"GUILT” AND “BAD CONSCIENCE”.7

Entertaining, as I do, these thoughts, I am, let me say in parenthesis, fundamentally opposed to helping our pessimists to new water for the discordant and groaning mills of their disgust with life; on the contrary, it should be shown specifically that, at the time when mankind was not yet ashamed of its cruelty, life in the world was brighter than it is nowadays when there are pessimists. The darkening of the heavens over man has always increased in proportion to the growth of man's shame before man. The tired pessimistic outlook, the mistrust of the riddle of life, the icy negation of disgusted ennui, all those are not the signs of the most evil age of the human 

race: much rather do they come first to the light of day, as the swamp-flowers, which they are, when the swamp to which they belong, comes into existence — I mean the diseased refinement and moralisation, thanks to which the "animal man" has at last learnt to be ashamed of all his instincts.
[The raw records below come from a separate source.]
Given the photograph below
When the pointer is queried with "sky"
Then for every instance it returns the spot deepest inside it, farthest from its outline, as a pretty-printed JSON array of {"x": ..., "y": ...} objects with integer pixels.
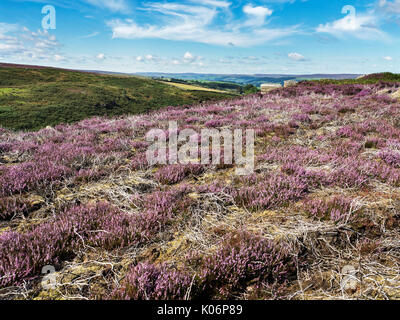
[{"x": 209, "y": 36}]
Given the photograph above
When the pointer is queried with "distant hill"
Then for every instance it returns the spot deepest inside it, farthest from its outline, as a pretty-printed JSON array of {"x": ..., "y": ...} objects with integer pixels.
[
  {"x": 255, "y": 79},
  {"x": 33, "y": 97}
]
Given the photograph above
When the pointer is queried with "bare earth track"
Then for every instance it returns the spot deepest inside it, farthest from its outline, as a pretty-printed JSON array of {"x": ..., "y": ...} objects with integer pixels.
[{"x": 319, "y": 218}]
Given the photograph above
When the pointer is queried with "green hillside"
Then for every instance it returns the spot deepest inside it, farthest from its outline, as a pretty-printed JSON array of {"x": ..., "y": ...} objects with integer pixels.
[{"x": 33, "y": 98}]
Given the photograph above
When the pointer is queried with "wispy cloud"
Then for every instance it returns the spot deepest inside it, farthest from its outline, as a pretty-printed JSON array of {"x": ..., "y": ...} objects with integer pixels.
[
  {"x": 196, "y": 23},
  {"x": 296, "y": 56},
  {"x": 113, "y": 5},
  {"x": 20, "y": 43},
  {"x": 361, "y": 26}
]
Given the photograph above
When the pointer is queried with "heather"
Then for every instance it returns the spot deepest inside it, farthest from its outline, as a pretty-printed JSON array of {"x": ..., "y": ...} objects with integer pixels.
[
  {"x": 324, "y": 195},
  {"x": 37, "y": 97}
]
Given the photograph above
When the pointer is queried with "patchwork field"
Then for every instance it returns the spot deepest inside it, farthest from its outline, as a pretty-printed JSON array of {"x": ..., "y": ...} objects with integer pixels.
[
  {"x": 318, "y": 219},
  {"x": 32, "y": 98}
]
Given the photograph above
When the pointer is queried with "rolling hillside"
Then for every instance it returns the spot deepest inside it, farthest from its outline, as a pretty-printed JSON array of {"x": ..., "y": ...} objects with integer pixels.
[
  {"x": 33, "y": 97},
  {"x": 318, "y": 219}
]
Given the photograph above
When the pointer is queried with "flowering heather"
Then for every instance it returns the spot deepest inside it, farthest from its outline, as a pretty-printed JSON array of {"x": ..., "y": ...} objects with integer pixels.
[
  {"x": 320, "y": 149},
  {"x": 243, "y": 258},
  {"x": 271, "y": 192},
  {"x": 22, "y": 255},
  {"x": 336, "y": 209},
  {"x": 176, "y": 173},
  {"x": 151, "y": 282}
]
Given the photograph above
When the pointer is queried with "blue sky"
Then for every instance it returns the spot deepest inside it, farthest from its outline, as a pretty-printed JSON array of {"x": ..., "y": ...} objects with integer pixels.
[{"x": 209, "y": 36}]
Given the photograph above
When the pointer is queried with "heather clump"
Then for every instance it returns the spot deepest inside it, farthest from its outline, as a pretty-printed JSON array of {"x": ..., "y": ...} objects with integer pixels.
[
  {"x": 271, "y": 191},
  {"x": 153, "y": 282},
  {"x": 338, "y": 209},
  {"x": 176, "y": 173},
  {"x": 22, "y": 255},
  {"x": 244, "y": 259},
  {"x": 11, "y": 207}
]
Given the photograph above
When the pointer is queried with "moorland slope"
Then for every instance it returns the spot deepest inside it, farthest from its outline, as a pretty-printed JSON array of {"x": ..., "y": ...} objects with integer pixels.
[
  {"x": 318, "y": 219},
  {"x": 32, "y": 98}
]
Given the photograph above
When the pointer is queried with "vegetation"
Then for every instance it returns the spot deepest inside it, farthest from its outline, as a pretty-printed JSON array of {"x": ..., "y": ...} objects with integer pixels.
[
  {"x": 324, "y": 197},
  {"x": 33, "y": 98},
  {"x": 367, "y": 79},
  {"x": 213, "y": 85}
]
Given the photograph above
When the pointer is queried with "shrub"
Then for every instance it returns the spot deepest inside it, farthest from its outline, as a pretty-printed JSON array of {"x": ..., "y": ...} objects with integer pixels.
[
  {"x": 153, "y": 282},
  {"x": 244, "y": 258},
  {"x": 172, "y": 174},
  {"x": 337, "y": 209},
  {"x": 22, "y": 255}
]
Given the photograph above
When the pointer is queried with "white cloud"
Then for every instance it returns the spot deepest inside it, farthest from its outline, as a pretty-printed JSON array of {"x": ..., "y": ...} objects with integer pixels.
[
  {"x": 196, "y": 23},
  {"x": 188, "y": 56},
  {"x": 257, "y": 15},
  {"x": 113, "y": 5},
  {"x": 19, "y": 44},
  {"x": 358, "y": 26},
  {"x": 390, "y": 7},
  {"x": 296, "y": 56},
  {"x": 58, "y": 58}
]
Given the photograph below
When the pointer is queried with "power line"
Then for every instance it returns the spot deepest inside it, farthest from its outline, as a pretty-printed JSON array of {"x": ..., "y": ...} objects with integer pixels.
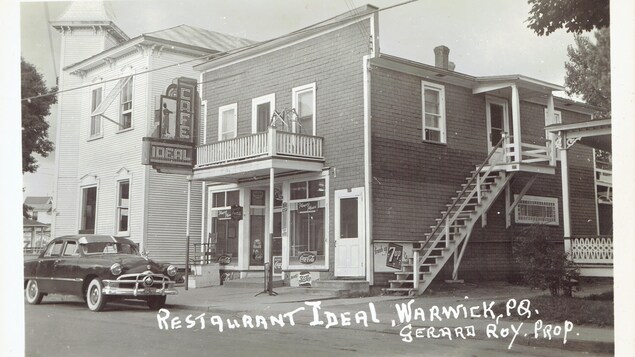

On the road to angel-hood (not to use in this context a harder word) man has developed that dyspeptic stomach and coated tongue, which have made not only the joy and innocence of the animal repulsive to him, but also life itself: — so that sometimes he stands with stopped nostrils before his own self, and, like Pope Innocent the Third, makes a black list of his own horrors ("unclean generation, loathsome nutrition when in the maternal body, badness of the matter out of which man develops, awful stench, secretion of saliva, urine, and excrement"). Nowadays, when suffering is always trotted out as the first argument against existence, as its most sinister query, it is well to remember the times when men judged on converse principles because they could not dispense with the infliction of suffering, and saw therein a magic of the first order, a veritable bait of seduction to life.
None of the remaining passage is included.